1. La crisi dello stato liberale in Italia: economia e società

La Grande Guerra aprì per gli Stati liberali europei di origine ottocentesca una crisi che segnò la fine di un’epoca. La mobilitazione ai fini militari aveva gettato milioni di uomini in un mondo di nuove esperienze, li aveva sottoposti a sacrifici e pericoli inauditi e alla fine del conflitto essi si aspettavano quei mutamenti promessi dai loro governanti per ottenerne la convinta partecipazione alla guerra. In Russia l’Impero zarista era crollato sotto l’assalto dei bolscevichi: a gran parte delle masse del mondo occidentale ciò apparve il segno della possibilità di un rivolgimento totale.
Gli Stati liberali ottocenteschi caratterizzati da regimi politici per gran parte oligarchici e da strutture sociali fondate sulla ricchezza si rivelarono inadeguati ad affrontare un tale tornante della storia: dalla loro debolezza emersero soluzioni assolutamente inedite di gestione politica e sociale.

Il Regno d’Italia fu il luogo dove per la prima volta si affermò un regime politico che si propose di governare le masse con strumenti autoritari di tipo nuovo offrendo allo stesso tempo una soluzione paternalistica ad alcuni problemi sociali.

Per l’Italia i costi umani ed economici della Grande Guerra erano stati molto alti: i caduti furono stimati in circa 680.000 unità, e 450.000 gli invalidi, tutti cittadini maschi nelle fasce centrali d’età. Alta la mortalità anche tra i civili: le privazioni alimentari del tempo di guerra aggravavano le condizioni di sottonutrizione dei ceti più poveri causando maggiore morbilità; l’epidemia di influenza ( la “spagnola”) diffusa in tutto il mondo tra guerra e dopoguerra non risparmiò l’Italia, che probabilmente ebbe uno dei tassi di mortalità più alti in Europa.
Ai lutti si aggiungevano grame condizioni di vita: sul piano economico le spese di guerra, finanziate con l’ampliamento del debito pubblico, portarono a una svalutazione della lira fino al 40%,  e alla triplicazione del costo della vita. La conversione delle industrie dalla produzione di guerra a quella di pace, sommatasi al ritorno dei soldati dal fronte, alimentò una crescente disoccupazione.

 

La guerra, peraltro, aveva stimolato un forte sviluppo industriale, particolarmente nella siderurgia, nella meccanica e nella chimica, grazie alle commesse per forniture militari. Le imprese più forti – come la Montecatini, l’Ansaldo, l’Ilva, la Fiat – avevano visto crescere produzione e profitti; si era ulteriormente intensificato il processo di concentrazione industriale già avviatosi alla fine del secolo. L’apparato industriale italiano, mobilitato per le esigenze della guerra, aveva risposto positivamente, creando nuova ricchezza, che tuttavia era andata a vantaggio dei ceti più ricchi.

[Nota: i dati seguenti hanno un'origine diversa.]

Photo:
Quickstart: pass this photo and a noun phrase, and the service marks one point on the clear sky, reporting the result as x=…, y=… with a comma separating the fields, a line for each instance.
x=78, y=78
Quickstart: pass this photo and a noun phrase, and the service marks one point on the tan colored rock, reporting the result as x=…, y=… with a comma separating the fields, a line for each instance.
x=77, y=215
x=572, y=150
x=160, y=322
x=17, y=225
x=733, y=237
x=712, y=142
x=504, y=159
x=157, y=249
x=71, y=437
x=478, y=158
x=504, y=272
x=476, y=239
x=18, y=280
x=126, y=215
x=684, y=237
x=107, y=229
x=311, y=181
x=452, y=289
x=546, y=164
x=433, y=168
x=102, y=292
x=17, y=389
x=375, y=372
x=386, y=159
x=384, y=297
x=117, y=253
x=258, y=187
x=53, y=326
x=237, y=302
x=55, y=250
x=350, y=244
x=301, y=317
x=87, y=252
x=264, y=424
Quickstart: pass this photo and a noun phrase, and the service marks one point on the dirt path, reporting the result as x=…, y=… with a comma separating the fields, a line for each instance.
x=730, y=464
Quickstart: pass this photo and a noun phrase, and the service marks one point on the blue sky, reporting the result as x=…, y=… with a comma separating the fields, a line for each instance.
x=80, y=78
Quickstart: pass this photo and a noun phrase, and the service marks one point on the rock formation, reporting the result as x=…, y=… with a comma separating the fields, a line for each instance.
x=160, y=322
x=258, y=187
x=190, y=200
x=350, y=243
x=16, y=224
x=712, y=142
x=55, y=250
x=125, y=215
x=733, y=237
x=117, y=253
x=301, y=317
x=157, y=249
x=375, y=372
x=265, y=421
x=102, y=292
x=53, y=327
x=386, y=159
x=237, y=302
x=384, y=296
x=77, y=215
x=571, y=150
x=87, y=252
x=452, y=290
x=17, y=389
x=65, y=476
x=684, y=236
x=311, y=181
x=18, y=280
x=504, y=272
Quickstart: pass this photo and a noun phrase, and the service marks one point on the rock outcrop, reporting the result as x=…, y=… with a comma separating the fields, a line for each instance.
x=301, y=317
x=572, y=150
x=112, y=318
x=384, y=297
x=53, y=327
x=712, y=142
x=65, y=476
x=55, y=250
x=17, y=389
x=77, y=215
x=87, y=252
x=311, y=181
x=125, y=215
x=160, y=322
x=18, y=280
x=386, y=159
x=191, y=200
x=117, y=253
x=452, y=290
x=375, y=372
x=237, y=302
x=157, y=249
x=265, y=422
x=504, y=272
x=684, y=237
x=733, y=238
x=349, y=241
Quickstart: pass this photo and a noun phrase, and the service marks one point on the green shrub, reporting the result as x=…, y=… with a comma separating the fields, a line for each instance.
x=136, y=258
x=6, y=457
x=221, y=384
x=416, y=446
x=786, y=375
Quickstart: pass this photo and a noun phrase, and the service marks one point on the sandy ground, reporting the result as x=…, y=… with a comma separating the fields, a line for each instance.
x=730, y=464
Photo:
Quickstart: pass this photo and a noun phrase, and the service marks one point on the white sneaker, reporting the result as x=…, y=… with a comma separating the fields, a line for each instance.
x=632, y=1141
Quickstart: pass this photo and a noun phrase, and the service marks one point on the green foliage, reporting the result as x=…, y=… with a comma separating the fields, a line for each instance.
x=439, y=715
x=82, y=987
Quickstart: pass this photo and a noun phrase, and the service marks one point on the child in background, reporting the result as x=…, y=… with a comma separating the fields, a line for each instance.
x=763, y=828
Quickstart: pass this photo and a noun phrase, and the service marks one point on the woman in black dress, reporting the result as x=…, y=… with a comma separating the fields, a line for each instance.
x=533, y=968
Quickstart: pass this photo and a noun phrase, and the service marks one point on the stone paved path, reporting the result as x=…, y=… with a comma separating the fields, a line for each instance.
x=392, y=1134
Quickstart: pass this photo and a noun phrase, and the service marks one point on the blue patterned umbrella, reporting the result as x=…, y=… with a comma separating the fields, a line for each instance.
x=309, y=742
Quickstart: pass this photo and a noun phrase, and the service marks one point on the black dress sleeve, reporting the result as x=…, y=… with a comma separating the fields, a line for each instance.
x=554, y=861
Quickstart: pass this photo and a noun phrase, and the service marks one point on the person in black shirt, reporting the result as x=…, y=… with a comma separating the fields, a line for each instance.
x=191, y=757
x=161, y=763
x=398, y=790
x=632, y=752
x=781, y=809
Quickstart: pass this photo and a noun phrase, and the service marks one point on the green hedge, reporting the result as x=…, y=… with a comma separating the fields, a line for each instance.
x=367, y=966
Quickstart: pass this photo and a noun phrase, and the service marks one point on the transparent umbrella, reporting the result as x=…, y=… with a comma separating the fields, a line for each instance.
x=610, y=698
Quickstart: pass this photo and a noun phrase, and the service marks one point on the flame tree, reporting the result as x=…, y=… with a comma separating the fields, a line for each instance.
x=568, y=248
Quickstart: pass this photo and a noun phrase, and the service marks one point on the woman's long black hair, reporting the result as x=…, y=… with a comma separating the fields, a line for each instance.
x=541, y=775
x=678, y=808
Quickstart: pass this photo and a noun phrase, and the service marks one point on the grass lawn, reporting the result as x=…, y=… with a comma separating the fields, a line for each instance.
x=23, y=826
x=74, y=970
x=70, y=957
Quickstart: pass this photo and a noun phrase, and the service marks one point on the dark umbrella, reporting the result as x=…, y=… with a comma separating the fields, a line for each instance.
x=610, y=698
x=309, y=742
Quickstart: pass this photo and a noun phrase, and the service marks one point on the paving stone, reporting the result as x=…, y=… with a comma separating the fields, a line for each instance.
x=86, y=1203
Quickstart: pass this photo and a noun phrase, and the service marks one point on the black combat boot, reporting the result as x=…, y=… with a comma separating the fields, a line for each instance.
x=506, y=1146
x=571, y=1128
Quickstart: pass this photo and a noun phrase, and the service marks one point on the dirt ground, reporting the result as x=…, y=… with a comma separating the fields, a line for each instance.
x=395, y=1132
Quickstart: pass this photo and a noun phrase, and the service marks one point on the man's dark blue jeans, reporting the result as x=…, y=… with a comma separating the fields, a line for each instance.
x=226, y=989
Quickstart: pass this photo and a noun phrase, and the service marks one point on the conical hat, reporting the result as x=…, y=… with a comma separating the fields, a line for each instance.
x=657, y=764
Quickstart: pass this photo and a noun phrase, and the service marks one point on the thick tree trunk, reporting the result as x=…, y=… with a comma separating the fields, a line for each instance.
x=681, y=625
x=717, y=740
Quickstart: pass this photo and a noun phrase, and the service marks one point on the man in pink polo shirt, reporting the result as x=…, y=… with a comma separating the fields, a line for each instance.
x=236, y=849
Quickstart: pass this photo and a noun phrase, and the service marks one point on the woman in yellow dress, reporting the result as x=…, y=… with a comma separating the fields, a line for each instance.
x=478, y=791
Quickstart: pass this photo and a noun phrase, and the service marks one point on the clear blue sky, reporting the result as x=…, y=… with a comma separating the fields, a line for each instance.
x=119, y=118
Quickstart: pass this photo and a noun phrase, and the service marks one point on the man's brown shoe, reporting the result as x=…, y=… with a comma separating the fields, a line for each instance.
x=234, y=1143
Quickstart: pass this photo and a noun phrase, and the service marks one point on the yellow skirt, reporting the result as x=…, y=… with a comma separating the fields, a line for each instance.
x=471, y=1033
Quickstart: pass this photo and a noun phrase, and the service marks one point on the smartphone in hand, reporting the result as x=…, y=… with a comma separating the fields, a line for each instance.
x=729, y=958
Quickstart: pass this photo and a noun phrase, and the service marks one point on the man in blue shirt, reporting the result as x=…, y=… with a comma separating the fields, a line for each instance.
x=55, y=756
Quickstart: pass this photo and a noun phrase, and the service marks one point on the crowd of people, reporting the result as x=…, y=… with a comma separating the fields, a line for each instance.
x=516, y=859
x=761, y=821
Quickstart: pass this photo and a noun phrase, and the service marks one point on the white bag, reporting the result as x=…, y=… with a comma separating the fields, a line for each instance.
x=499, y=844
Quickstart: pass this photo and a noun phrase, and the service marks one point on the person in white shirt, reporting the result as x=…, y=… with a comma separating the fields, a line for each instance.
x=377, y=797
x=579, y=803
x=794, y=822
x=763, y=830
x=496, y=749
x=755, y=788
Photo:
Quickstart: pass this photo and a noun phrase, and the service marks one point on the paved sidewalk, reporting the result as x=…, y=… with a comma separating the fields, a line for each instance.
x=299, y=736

Dalla guerra usciva un’Italia profondamente divisa, nella quale le distanze tra le classi si era accresciuta, investendo non solo i ceti popolari ma anche le classi medie, i cui redditi fissi furono erosi dall’inflazione. La reazione di questi ultimi strati sociali costituirono una componente determinante nella nascita e nello sviluppo del movimento eversivo che diede vita al fascismo.